Erdoğan, Osmanlı altınları için devreye girdi
Başbakan Recep Tayyip Erdoğan, 1980 yılında babasının İsviçre'ye götürdüğü 800 bin Osmanlı altını bu ülkeden alabilmek için 6 yıldan bu yana mücadele eden Elazığlı Sait Ali Bayrak için harekete geçti.
14 Yıl Önce Güncellendi
2011-10-21 11:58:26
İsviçre'de bulunan 6 ton ağırlığındaki altını geri alabilmek için yıllardır mücadele eden Sait Ali Bayrak, geçtiğimiz hafta Başbakanlık yetkilileriyle görüştü. Başbakan Erdoğan'ın danışmanlarından Hakan Olcay ile görüşen ve konu hakkında detaylı bilgi veren Bayrak, sorunun çözümü için Başbakan Erdoğan'dan yardım beklediğini ifade etti.
Konunun aktarıldığı Başbakan Erdoğan'ın talimatıyla bu hafta Başbakanlığa çağrılan İsviçre'nin Ankara Büyükelçisi Raimund Kunz'a sorunun çözümü talimatı verildi. Kendisinin de sürekli Bayrak ile görüştüğünü ve geçenlerde Elazığ'a da gittiğini anlatan Kunz ise ülke olarak bankaya emir veremediklerini kaydetti. Önümüzdeki dönemde banka CEO'su ile bir araya geleceğini dile getiren Kunz, çözüm için çalışacağını vurguladı.

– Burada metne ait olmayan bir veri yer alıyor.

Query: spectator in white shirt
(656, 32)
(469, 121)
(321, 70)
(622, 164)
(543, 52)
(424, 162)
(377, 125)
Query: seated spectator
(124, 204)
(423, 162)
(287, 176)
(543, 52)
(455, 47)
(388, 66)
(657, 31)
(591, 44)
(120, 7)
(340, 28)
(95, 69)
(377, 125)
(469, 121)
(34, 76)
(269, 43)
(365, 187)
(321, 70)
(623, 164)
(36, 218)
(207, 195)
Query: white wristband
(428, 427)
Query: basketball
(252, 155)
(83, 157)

Gelişmeden duyduğu memnuniyeti Cihan Haber Ajansı muhabirine anlatan Sait Ali Bayrak, Türkiye devletinin artık 'devlet olarak bir devlet' olduğunu vurguladı. Geçen hafta Başbakanlık'ta bir görüşme gerçekleştirdiğini hatırlatan Bayrak, Başbakan'ın sadece Ortadoğu'da değil tüm Avrupa ülkelerinde bilinen bir lider olduğuna dikkat çekti. Başbakan Erdoğan'ın olaya el atmasının kendileri için bir şeref olduğunun altını çizen Bayrak, sorunun en kısa zamanda çözüleceğine inandığını kaydetti.

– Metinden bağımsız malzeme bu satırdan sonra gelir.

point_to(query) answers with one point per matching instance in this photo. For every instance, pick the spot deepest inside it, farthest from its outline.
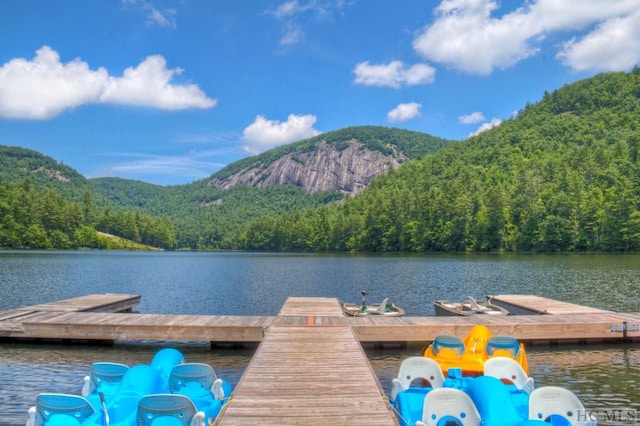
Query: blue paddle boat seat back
(141, 379)
(548, 402)
(503, 343)
(57, 409)
(168, 410)
(449, 406)
(450, 342)
(165, 359)
(104, 377)
(509, 370)
(191, 374)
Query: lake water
(605, 377)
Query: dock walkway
(99, 318)
(308, 374)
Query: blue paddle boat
(166, 391)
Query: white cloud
(486, 126)
(45, 87)
(394, 74)
(466, 36)
(293, 35)
(193, 165)
(612, 46)
(404, 112)
(474, 117)
(154, 16)
(149, 85)
(264, 134)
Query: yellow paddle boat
(469, 354)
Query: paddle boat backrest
(507, 369)
(104, 377)
(503, 346)
(449, 406)
(447, 345)
(191, 374)
(165, 359)
(59, 409)
(416, 368)
(168, 409)
(548, 401)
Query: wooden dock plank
(541, 305)
(92, 303)
(311, 376)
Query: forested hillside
(46, 205)
(212, 216)
(561, 176)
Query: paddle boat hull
(471, 353)
(116, 395)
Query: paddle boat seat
(164, 360)
(168, 410)
(416, 368)
(449, 406)
(105, 378)
(380, 309)
(448, 344)
(552, 401)
(57, 409)
(499, 343)
(507, 369)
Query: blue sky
(171, 91)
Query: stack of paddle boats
(479, 380)
(168, 391)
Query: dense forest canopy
(562, 175)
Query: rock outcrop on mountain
(326, 168)
(345, 160)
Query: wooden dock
(309, 368)
(99, 318)
(308, 374)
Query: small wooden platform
(308, 374)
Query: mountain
(18, 163)
(563, 175)
(346, 160)
(210, 213)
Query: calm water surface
(605, 377)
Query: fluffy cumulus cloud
(45, 87)
(613, 45)
(394, 74)
(264, 134)
(404, 112)
(469, 36)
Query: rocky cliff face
(326, 168)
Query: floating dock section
(106, 318)
(309, 367)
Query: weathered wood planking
(309, 375)
(92, 303)
(118, 326)
(69, 320)
(541, 305)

Altınların İsviçre'ye gidiş öyküsünü de anlatan Bayrak, babası Hasan Bayrak'ın 12 Eylül 1980 askeri darbesinden kısa bir süre önce kendisine ait olan 800 bin Osmanlı altını ve ziynet eşyasını, İsviçre'nin Zürih kentindeki özel bir bankaya götürdüğünü aktardı. Kendisinin bu olayı 2005 yılında annesinden öğrendiğini dile getiren Bayrak, bu tarihten sonra mirasçısı olduğu altınları alabilmek için büyük bir mücadele başlattığını ifade etti.

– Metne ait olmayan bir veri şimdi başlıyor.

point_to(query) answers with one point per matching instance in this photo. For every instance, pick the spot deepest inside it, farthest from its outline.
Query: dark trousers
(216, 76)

Girişimleri sonucunda bankayla bağlantı kurduğunu anlatan Bayrak, "Banka yetkilileriyle ilk kez 12 Ağustos 2005 tarihinde bir toplantıda görüştük. Ben bu varlıkları alıp Türkiye'ye götüreceğimi söyledim. Onlar da bana, 'Bankamızın politikası bu varlıklarınızın ülkemizin dışına çıkmasına karşıdır' dediler. Dolayısıyla sonrasında bizi hep oyaladılar. Sonrasında hukuk danışmanlarımız konuya müdahil oldu. 6 yıl 2 aydan bu yana bir mücadele içindeyiz." diye konuştu.